In 1999 I decided to turn a life-long passion for cooking into a career. I moved to San Francisco, and graduated from the California Culinary Academy, later furthering my education in advanced pastry skills and savory cooking, at the Culinary Institute of America at Greystone. Over the years I have worked at such notable restaurants as Rubicon, The Slanted Door, Ame, LuLu and Yoshi’s, where I was named “one of the cities top pastry chefs” by the San Francisco Chronicle’s head food critic Michael Bauer.

Some of the publications my work has been featured in include: Food & Wine, Bon Appetit, People, Details, Shape, Food Arts, and the San Francisco Chronicle.  As well as internationally in  Elle magazine, Eleutherotipia and Zaxaroplastiki.

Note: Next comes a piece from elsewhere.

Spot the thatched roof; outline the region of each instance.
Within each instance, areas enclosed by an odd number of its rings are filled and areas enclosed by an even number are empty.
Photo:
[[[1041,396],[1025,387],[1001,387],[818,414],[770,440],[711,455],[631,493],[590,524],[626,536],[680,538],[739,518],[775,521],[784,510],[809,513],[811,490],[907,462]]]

My televised cooking career started with a few local television stints in San Francisco, and then came Top Chef season 2! Since Top Chef I still refuse to “pack my knives and go.” I sometimes compete on the show Food Network Challenge, and can also be seen on various morning shows promoting healthier ways to cook and bake.

Having a personal interest in health and fitness, I began focusing my attention on using natural ingredients to create recipes that were full of flavor, without all the fat.  This proved particularly challenging when it came to developing delicious desserts, which are typically full of butter and sugar.  But since I do love a good challenge, I kept at it!

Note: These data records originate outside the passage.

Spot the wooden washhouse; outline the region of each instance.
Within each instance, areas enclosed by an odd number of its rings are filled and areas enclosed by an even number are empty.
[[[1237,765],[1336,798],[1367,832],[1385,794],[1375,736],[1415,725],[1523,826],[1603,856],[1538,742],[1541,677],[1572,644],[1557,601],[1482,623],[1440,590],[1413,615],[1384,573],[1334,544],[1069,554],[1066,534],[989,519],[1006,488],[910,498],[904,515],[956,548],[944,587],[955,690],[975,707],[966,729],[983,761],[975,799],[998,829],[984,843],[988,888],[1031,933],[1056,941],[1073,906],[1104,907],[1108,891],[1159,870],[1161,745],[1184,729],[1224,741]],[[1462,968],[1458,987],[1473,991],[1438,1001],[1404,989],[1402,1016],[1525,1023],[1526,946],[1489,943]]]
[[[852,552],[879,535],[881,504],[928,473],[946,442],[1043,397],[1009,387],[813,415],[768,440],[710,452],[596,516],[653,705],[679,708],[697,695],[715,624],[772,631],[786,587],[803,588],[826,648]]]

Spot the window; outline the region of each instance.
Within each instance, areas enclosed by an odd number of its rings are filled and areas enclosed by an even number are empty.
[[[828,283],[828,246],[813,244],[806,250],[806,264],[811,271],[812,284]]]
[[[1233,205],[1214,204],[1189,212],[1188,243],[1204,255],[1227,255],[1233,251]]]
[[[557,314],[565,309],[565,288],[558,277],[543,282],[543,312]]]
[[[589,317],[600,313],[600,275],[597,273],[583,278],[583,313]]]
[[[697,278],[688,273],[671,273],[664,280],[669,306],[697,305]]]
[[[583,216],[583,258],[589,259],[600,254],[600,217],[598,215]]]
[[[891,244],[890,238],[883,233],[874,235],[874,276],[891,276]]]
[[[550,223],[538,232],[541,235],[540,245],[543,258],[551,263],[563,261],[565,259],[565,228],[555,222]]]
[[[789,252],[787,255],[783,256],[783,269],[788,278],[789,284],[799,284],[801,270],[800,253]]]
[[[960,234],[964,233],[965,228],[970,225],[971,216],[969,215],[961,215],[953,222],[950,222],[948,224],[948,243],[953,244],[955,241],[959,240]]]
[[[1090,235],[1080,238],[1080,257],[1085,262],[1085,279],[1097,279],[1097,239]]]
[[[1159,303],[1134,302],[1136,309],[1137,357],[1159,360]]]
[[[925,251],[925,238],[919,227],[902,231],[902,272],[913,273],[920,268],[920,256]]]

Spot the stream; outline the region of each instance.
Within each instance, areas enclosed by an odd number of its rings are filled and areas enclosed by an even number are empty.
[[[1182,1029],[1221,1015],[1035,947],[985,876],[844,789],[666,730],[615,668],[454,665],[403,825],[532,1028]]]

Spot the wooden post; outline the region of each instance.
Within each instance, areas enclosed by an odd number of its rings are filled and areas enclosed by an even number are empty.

Over the years my low-fat, and also my sugar-free desserts, have continued to grow in popularity.  My low-fat chocolate fudge cake was a hit on Top Chef and was later featured in Food & Wine.  I recently received my nutrition certification through Cornell University, and completed my first cookbook, Sweet & Skinny.  Sweet & Skinny features 100 delicious, but skinny, desserts.  There are even sugar-free recipes, made with Truvia natural sweetener, for those of my friends, and those of you, who can’t have sugar.  After all, life is too short to skip dessert!

When I’m not in the kitchen I can usually be found enjoying my sport of choice, swimming.  Or, I am traveling throughout the islands of Greece, giving culinary tours, cooking lessons, or just relaxing on a beach.